LOU DOBBS (HOST): Give us a sense of just how widespread, if you would quickly, how widespread is fraud in this country, across this country in elections?
ERIC EGGERS (GUEST): Well, what I think we're all realizing, unfortunately in real time, Lou, is that fraud doesn't even have to be that widespread to literally swing a presidential election given the margins that we're seeing in such important swing states throughout the country, 10 --10,000 votes or fewer can have a dramatic impact.
And unfortunately, that's exactly what we're seeing in Pennsylvania right now. Sadly, we shouldn't really be surprised, right?
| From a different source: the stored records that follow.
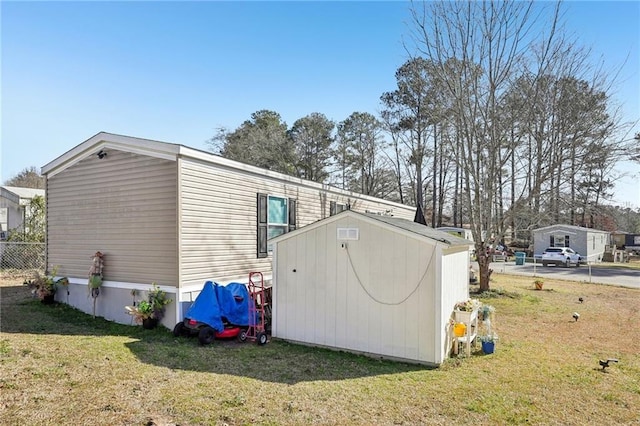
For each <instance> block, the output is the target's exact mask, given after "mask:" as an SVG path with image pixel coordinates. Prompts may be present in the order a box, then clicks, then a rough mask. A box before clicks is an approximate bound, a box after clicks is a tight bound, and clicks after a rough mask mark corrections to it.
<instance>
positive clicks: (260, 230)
mask: <svg viewBox="0 0 640 426" xmlns="http://www.w3.org/2000/svg"><path fill="white" fill-rule="evenodd" d="M257 203H258V206H257V215H258V218H257V224H258V242H257V247H258V249H257V256H258V257H259V258H261V257H267V256H268V255H269V251H271V247H270V246H269V244H268V241H269V240H270V239H271V238H274V237H277V236H278V235H281V234H284V233H286V232H289V231H293V230H294V229H296V200H295V199H293V198H289V199H287V198H283V197H276V196H271V195H267V194H260V193H259V194H258V202H257Z"/></svg>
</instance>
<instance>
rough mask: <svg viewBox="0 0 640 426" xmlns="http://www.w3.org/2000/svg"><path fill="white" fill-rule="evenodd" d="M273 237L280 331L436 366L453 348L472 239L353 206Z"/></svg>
mask: <svg viewBox="0 0 640 426" xmlns="http://www.w3.org/2000/svg"><path fill="white" fill-rule="evenodd" d="M272 244H273V245H274V247H275V249H274V254H273V321H272V334H273V336H274V337H278V338H282V339H285V340H289V341H292V342H298V343H305V344H310V345H315V346H322V347H329V348H336V349H342V350H349V351H354V352H359V353H365V354H368V355H373V356H378V357H380V356H382V357H386V358H391V359H400V360H408V361H415V362H420V363H425V364H433V365H439V364H441V363H442V362H443V360H444V359H445V358H446V357H447V356H448V354H449V352H450V348H451V347H452V340H451V335H450V325H449V320H450V318H451V317H452V314H453V309H454V306H455V304H456V303H457V302H460V301H464V300H467V299H468V297H469V275H468V270H469V247H470V245H471V244H473V243H472V242H471V241H468V240H465V239H461V238H458V237H455V236H453V235H450V234H447V233H444V232H441V231H438V230H435V229H433V228H429V227H427V226H425V225H421V224H418V223H415V222H413V221H410V220H406V219H401V218H397V217H388V216H379V215H371V214H362V213H358V212H355V211H345V212H342V213H339V214H337V215H335V216H332V217H329V218H326V219H323V220H321V221H319V222H316V223H314V224H311V225H309V226H305V227H304V228H301V229H297V230H295V231H293V232H290V233H288V234H284V235H280V236H278V237H276V238H275V239H273V241H272Z"/></svg>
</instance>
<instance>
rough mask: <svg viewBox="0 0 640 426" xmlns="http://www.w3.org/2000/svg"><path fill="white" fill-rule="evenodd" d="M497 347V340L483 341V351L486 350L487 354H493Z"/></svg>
mask: <svg viewBox="0 0 640 426" xmlns="http://www.w3.org/2000/svg"><path fill="white" fill-rule="evenodd" d="M495 348H496V343H495V342H482V352H484V353H485V354H492V353H493V351H494V350H495Z"/></svg>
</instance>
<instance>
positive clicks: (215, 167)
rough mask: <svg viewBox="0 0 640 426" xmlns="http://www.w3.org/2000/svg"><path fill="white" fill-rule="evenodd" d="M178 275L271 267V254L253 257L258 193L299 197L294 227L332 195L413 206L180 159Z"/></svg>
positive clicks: (237, 273)
mask: <svg viewBox="0 0 640 426" xmlns="http://www.w3.org/2000/svg"><path fill="white" fill-rule="evenodd" d="M181 162H182V163H181V169H180V170H181V172H180V178H181V184H180V187H181V193H180V205H181V212H180V214H181V217H180V220H181V231H180V250H181V266H180V269H181V279H182V281H183V282H184V281H189V282H192V281H193V282H197V281H204V280H207V279H214V280H219V281H226V280H229V279H235V278H237V277H245V276H247V277H248V274H249V272H251V271H260V272H263V273H270V272H271V258H270V257H269V258H265V259H258V258H257V257H256V239H257V236H256V194H257V193H258V192H261V193H267V194H269V195H273V196H280V197H285V198H294V199H296V200H297V221H298V224H297V225H298V227H301V226H305V225H308V224H310V223H313V222H316V221H317V220H319V219H322V218H324V217H327V216H329V206H330V201H336V202H338V203H340V204H347V203H350V204H351V206H352V208H353V209H354V210H357V211H362V212H364V211H365V210H373V211H384V210H387V209H390V208H394V209H395V210H394V212H397V214H395V216H398V217H407V218H411V219H413V214H414V210H413V209H412V208H411V207H407V208H406V209H398V208H397V206H392V207H390V205H389V204H386V203H385V202H384V201H381V202H379V203H378V202H371V201H369V200H362V199H358V198H357V197H356V196H348V195H337V194H327V193H326V192H327V191H322V190H319V189H315V188H307V187H303V186H301V185H299V184H295V183H290V182H283V181H279V180H276V179H272V178H267V177H264V176H257V175H251V174H248V173H245V172H242V171H237V170H231V169H226V168H220V167H214V166H211V165H209V164H205V163H202V162H198V161H195V160H191V159H183V160H181Z"/></svg>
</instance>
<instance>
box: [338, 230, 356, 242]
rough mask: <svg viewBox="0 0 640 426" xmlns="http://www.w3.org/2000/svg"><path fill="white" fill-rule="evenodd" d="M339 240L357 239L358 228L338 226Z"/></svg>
mask: <svg viewBox="0 0 640 426" xmlns="http://www.w3.org/2000/svg"><path fill="white" fill-rule="evenodd" d="M338 239H339V240H359V239H360V229H358V228H338Z"/></svg>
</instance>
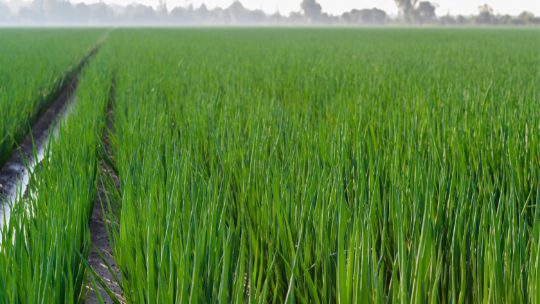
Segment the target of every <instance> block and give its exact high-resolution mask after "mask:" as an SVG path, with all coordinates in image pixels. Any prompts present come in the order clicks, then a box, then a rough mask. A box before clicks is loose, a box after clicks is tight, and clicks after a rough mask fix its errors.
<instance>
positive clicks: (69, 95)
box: [0, 45, 99, 223]
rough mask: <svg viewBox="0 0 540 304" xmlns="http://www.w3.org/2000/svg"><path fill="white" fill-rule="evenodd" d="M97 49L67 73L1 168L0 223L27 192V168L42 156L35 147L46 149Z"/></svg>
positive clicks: (0, 222) (71, 99) (92, 50)
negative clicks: (83, 68)
mask: <svg viewBox="0 0 540 304" xmlns="http://www.w3.org/2000/svg"><path fill="white" fill-rule="evenodd" d="M98 50H99V45H98V46H96V47H95V48H94V49H92V50H91V51H90V52H89V53H88V54H87V55H86V56H84V57H83V59H81V61H80V62H79V64H78V65H77V66H76V67H75V68H74V69H73V70H71V71H70V72H69V73H68V75H67V76H66V77H67V79H66V81H65V82H64V83H63V85H62V86H61V87H60V89H59V90H58V91H57V92H56V93H55V94H53V96H54V97H53V101H52V102H51V103H50V104H48V105H47V106H45V107H44V109H42V110H41V111H40V113H39V114H38V115H37V117H36V118H35V119H34V121H35V123H34V124H33V125H32V129H31V130H30V131H29V132H28V134H27V135H26V136H25V137H24V139H23V140H22V141H21V142H19V143H17V145H18V147H17V148H16V149H15V150H13V152H12V154H11V156H10V158H9V159H8V160H7V162H6V163H4V165H3V166H2V168H1V169H0V223H2V222H3V218H4V217H3V215H4V213H5V215H6V219H9V208H10V206H9V205H8V204H6V202H7V203H10V202H11V201H13V200H14V198H15V196H16V194H17V191H21V192H22V193H24V192H26V186H27V185H26V184H27V180H28V176H29V173H30V172H28V168H27V166H29V165H30V166H31V165H32V164H36V163H39V162H40V159H39V156H40V155H38V159H34V158H35V157H34V155H33V151H34V148H36V150H37V151H42V150H43V147H44V146H45V145H46V143H47V141H48V139H49V135H50V134H51V133H52V132H53V131H54V128H55V127H56V123H57V121H58V120H59V119H61V117H63V116H64V114H65V113H66V111H67V109H68V106H69V105H70V103H71V102H72V101H73V95H74V93H75V89H76V88H77V83H78V75H79V73H80V72H81V71H82V69H83V68H84V66H85V65H86V64H87V63H88V62H89V61H90V59H91V58H92V57H93V56H94V55H95V54H96V53H97V52H98Z"/></svg>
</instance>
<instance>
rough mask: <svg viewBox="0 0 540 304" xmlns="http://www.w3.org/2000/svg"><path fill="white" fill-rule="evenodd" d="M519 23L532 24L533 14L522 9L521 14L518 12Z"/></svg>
mask: <svg viewBox="0 0 540 304" xmlns="http://www.w3.org/2000/svg"><path fill="white" fill-rule="evenodd" d="M517 19H518V20H519V24H522V25H525V24H533V23H534V21H535V20H534V19H535V16H534V14H533V13H531V12H527V11H524V12H522V13H521V14H519V16H518V18H517Z"/></svg>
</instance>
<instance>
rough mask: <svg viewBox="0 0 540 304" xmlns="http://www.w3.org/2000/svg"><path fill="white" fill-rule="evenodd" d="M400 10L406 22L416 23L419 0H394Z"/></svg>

I mean, we should all want every legal vote to count and only legal votes to count, but Pennsylvania's track record is the opposite of that.
DOBBS: Philadelphia looks like a cesspool electorally. Why in the world wouldn't the Republicans surround that thing and, if you will, you know, at least apply a little -- what would you call it -- some sort of scent?
A lot of observation and -- and a real rigorous, demanding presence in those counting rooms and the -- the polls themselves?
EGGERS: Well, you're exactly right, Lou. And I'm not a lawyer, so I can't speak to what the legal strategy was going into the election. But anybody that's been paying attention to election integrity issues in Philadelphia and Pennsylvania generally knows that there's been problems.